金沢に移り住んで最初の春に桜を追いかけようと楽しみに過ごしてきた数カ月,そのときを迎えて,まさかにも3週間以上のながきにわたって楽しめるとは思わなかった.犀川河畔からはじめた観桜も,そろそろ区切りのときがきている.先週満開だった卯辰山に再びでかけて,去りゆく桜の候をたのしむことにして,雨降りの前に飛び出した.

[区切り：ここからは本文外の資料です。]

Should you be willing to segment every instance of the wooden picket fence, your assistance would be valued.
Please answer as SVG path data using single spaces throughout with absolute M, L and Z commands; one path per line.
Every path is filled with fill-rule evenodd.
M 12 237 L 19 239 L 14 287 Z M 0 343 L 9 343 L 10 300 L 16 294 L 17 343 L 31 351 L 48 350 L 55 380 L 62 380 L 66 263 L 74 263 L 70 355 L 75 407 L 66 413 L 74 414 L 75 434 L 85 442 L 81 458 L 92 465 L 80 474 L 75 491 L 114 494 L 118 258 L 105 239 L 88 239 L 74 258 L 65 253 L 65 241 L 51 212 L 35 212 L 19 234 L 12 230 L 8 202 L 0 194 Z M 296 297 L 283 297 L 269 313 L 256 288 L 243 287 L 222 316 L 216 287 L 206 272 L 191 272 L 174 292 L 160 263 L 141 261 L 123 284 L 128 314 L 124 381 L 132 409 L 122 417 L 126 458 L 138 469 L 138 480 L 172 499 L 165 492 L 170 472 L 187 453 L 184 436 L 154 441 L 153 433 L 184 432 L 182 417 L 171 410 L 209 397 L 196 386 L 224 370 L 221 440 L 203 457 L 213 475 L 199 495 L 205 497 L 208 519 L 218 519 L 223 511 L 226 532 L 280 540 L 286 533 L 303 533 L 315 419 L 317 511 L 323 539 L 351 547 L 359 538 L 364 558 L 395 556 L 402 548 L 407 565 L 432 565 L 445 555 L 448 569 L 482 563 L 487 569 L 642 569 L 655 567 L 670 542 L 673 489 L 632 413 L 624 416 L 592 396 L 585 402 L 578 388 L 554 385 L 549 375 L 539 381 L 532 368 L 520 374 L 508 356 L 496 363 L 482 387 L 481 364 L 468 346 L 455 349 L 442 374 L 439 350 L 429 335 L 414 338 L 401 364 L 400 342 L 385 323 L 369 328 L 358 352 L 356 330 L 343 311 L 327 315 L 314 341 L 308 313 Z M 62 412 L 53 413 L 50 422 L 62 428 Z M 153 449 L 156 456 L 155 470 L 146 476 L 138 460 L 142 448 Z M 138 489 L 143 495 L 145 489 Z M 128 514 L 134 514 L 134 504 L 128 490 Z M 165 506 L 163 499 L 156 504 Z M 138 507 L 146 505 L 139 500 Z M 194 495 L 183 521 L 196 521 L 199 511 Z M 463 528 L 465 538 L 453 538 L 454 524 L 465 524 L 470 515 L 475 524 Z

ポットにコーヒーを沸かしたてのコーヒーをつめて,自転車のペダルを踏み込み30分,犀川を越え,小立野をまたぎ,浅野川を通り過ぎ,卯辰山を登った.路には砂のように桜の花びらが流れていた.谷間におりると,少し大気が変わり,清澄な冷たさを感じはじめ,目の前に花が広がる.胸が高なる.

 

今日は曇天で空の様子もふらふらしていたのだが,明るければ彩があり,暗ければ翳りがあり,コヒーを呑みながらぼんやり芝のうえで転がっていたら,僕にとっての桜のエピローグとなってきたように思えた.初々しい桜花もいいが,散りゆく桜もとても美しい.

 

1時間ほど寝そべっていたのだけど,最初は遠巻きにしていた鳥たちが,すこしづつ近づいてくることを感じた.風がなかったのだけど,ときどき花吹雪が落ちてくる.鳥たちの贈り物.間近にくるまで待てなかったのだけど,多くの鳥たちが遊ぶ不思議な場のなかで空をじっとみていた.



鳥たちが騒いで飛びたったあとに,こぼれた花が落ちていた.



寝そべって空をみているうちに幾何学的な線と線の絡みあう様子が影となってきた.天蓋に貼られた薄い硝子の亀裂,あるいは空に張られた電灯線.鳥たちがくぐっていく.いつまでも見ていたい.



そんなどうでもいいようなことを,ぼんやり考えながら,僕の桜の候に区切りをつけたように感じた朝だった.